Henry Bax was born in 1798; he joined the Royal Navy in 1813 only to leave it a few years later in 1817. At least one hobby that seems to have kept him busy during this period, and indeed for the rest of his life, seems to have been the painting of watercolours.

Several paintings found on the internet include views of the coasts of England, France, Italy, Minorca and Gibraltar, as well as Portugal.

After leaving the service in 1817, Bonham Bax joined the East India Company which appears to have proved a long and prosperous association. According to records shown in a supplement to the Register of Ships employed in the service of the Hon the United East India Company published in 1835, from 1818 to 1831 Bonham was involved in no less than seven major trips to the Orient using four different ships all of which he appears to have been the ship’s husband acting as agent for the owner of the ship. He is also often described on some of these voyages as the ship’s captain.

A list of his travels throughout his career in the Company includes the following where he is identified as a Commander HEIC (Hon East India Company)

1818-1819 – East Indiaman, Prince Regent – destination, Madras and Bengal
1819-1820 – East Indiaman, Prince Regent – destination, Madras and Bengal
1820/1821 – East Indiaman, Prince Regent – destination, Madras and China
1822/1823 – East Indiaman Asia – destination, Madras and China Season
1826/1827 – East Indiaman Abercrombie Robinson – destination, Bombay and China
1828/1829 – East Indiaman Edinburgh – Bombay and China
1829/1830 – East Indiaman Marq. Wellington – Bengal
1830/1831 – East Indiaman Edinburgh – Bombay and China

In an older registry of ships employed by the East India Company from 1760 to 1819 a certain Henry Bonham appears as commander or ship’s husband for numerous trips to the Orient dating from 1803 to 1810. One can only speculate that this gentleman was Henry Bonham Bax’s father. Two of his ships the “Calcutta” and the “Lord Nelson” were reported as lost, the first off Mauritius the second “in a gale of Wind.” Luckily for all concerned Bonham senior was not on board either of them.

Bonham junior was also not on board for the 1829 trip to Bengal as he got married to Ann Hansen, a West Yorkshire girl from a very large family that same year. Whatever he did after his last trip for the East India Company, is a mystery as there appears to be no further information until 1844 when he makes an appearance in several documents.

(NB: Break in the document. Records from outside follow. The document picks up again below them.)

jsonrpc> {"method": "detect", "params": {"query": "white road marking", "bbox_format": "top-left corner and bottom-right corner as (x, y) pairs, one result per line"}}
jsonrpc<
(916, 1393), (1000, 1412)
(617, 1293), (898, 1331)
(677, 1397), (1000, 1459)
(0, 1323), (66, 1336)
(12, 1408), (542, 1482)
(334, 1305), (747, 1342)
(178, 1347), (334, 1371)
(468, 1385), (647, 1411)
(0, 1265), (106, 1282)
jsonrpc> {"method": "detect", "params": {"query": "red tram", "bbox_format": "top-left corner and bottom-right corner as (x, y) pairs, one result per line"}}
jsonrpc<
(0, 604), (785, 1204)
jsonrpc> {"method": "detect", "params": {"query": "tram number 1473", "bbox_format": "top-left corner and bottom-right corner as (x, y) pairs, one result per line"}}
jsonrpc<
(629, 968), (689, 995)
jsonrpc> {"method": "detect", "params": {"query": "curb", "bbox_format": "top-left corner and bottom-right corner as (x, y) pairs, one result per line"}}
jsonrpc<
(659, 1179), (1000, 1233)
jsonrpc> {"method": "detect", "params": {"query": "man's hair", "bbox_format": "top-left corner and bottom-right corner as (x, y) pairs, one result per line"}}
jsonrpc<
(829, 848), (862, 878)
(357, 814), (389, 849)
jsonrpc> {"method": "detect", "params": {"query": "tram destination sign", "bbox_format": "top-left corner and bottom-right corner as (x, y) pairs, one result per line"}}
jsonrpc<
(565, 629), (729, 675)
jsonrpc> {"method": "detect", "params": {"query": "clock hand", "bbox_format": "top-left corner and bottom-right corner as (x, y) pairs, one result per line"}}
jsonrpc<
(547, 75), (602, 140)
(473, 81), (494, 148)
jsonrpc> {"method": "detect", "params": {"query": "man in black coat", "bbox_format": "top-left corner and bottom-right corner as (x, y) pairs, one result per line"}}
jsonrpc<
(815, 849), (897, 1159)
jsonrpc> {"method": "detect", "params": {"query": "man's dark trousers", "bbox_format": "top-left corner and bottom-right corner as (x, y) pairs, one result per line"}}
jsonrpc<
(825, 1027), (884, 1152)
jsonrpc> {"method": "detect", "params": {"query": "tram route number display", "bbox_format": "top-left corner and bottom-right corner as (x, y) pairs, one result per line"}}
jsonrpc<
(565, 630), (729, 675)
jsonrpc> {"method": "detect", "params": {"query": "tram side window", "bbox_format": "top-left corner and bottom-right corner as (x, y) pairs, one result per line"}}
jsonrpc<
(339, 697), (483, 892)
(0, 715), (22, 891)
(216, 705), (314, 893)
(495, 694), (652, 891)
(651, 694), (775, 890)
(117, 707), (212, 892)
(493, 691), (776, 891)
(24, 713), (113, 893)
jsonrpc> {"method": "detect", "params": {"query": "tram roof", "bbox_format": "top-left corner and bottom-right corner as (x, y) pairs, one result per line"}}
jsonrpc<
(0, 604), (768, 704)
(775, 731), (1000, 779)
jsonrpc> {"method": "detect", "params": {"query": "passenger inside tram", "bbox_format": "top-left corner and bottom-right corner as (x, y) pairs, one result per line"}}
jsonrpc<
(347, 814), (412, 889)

Henry had left the East India Company to become a member of the Trinity House Fraternity. This peculiarly British independent institution was set up by Henry VIII in 1514. During the 19th century it had made itself responsible for a range of maritime concerns such as ship and port safety.

By 1844 he had become a member of the Court of Elder Brethren selected from the much larger ranks of what were known as the Younger Brethren. He appears as such in the Royal Calendar of 1847 where he appears as having become an elder in 1844.

By the 1850s, Henry’s connections and hard work seem to have been paying dividends elsewhere. Adverts on several contemporary newspapers for the London Assurance Company show him as one of the directors of the company. One of the earliest to do so is the 1851 Directory of Croydon.

His name continued to be included in these adverts for the next 17 years, one of the last appearing in the Chronicle and Directory for China, Japan and the Philippines. It is dated 1868. He died a year later.

Nearly a hundred years after Bonham Bax’s death, Admiral R.N. Bax, presumably a descendent of Bonham’s, presented a series of family documents to the Royal Museums Greenwich that included an illustrated list of buoys and light vessels and another illustrated book of lighthouse owned by Bax as an Elder Brother of Trinity. There were also sketches of proceedings of the 74 guns HMS Musgrave kept by Midshipman Henry Bonham Bax. It strongly suggests that most of his Royal Navy travelling was aboard the Musgrave.